Inferences from summary data - without seeing the data for a Cox PH model, do chi square tests tell us anything?

DRG · July 24, 2023, 1:43pm

Hi folks - this might be a daft question, I asked similar on Cross validated yesterday and got a suggestion to post his here, so sorry in advance if similar has been asked before. Consider a paper like this, which reports an association between artificial sweetener use and increased risk of cancer. The authors report using a Cox PH model for this predominantly female cohort, with a minimally adjusted model with age and gender as covariates, and a more complicated one with many others. Focusing just on the former, the image shows some of the results they report:

The problem is, I don’t have access to the raw data, and I’m wondering the limitations of what I can ascertain from summary statistics like the above. Without any raw data, I simply did a chi-squared test looking at the proportion of cancers per consumer group, which seems to suggest the reported trend is driven by the lower consumer group in the all cancer subsection: comparing non-consumers to higher consumers, the result is insignificant (p = 0.195). If this is the case, it might suggest a non monotonic dose response, indicating either weird biology or spurious findings.

I also looked at breast cancer (presumably almost entirely female) to eliminate at least one variable (gender) and found the same trend in the reported data, the low consumption group driving any seeming effects. But this of course is just a basic analysis based on the figures I can crib - my question is without access to the raw data from a Cox PR model, can analysis of summary statistics like this tell you anything conclusively, or do you need the raw data itself to make inferences?

f2harrell · July 24, 2023, 1:48pm

“Insignificant” means less than you think, in general.

I’m not clear of what you think the value of an unadjusted test is here.
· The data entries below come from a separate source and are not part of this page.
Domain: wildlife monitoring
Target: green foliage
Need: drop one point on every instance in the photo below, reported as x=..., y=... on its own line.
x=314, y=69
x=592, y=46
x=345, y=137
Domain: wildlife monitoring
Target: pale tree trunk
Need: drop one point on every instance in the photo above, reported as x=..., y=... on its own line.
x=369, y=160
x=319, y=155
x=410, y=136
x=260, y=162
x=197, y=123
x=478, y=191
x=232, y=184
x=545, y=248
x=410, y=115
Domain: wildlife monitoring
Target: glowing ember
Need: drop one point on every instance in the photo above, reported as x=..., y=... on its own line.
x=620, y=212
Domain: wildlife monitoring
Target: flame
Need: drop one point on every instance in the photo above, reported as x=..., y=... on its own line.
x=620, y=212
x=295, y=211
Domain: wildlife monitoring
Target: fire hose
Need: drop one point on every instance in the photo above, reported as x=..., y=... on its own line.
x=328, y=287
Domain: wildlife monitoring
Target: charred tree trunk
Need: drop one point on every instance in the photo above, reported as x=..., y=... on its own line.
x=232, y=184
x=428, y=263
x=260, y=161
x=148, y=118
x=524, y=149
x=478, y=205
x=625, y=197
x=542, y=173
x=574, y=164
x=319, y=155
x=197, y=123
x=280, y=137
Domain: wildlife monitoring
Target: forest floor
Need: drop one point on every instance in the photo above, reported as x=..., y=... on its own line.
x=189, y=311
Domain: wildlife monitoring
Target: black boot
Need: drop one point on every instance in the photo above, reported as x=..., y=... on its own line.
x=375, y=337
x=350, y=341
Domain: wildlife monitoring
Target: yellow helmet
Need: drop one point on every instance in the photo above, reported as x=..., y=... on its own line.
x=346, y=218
The most important issue is what is the set of variables used in the “fully adjusted” analysis, and was this set based on unbiased expert opinion? And did the authors get access to all of the potential sweetener use selection factors named by the experts?

DRG · July 24, 2023, 2:05pm

Absolutely agree with you re: significance, but press for this paper reports a hazard, which in part influenced IACR’s decision to label aspartame a class 2B carcinogen. I have a whole host of personal misgivings about the methodology, but the reason I would check the unadjusted test is because if the result isn’t spurious, I think one would expect a monotonic dose-response relationship, so that higher consumers should have higher risk, if artificial sweeteners are driving the ostensible increase in cancers. So without any other information, I looked at these as unadjusted categoricals and wonder if this lack of an apparent relationship can tell us anything, or if we need the raw data to make inferences. Open to suggestion of course!

f2harrell · July 24, 2023, 3:37pm

SInce aspartame use was not randomized and people who use it are very likely to have different characteristics from those who don’t, and since selection bias can also be related to different doses even within users, there is in my opinion no value in the unadjusted comparisons.

DRG · July 24, 2023, 4:14pm

Thank you for that! So I think my best bet is to request the raw data and then examine that to see what holds. Now onto the fun problem of trying to get authors to furnish you with their data!

f2harrell · July 24, 2023, 7:03pm

But first find out which variables were adjusted for and how the set was chosen.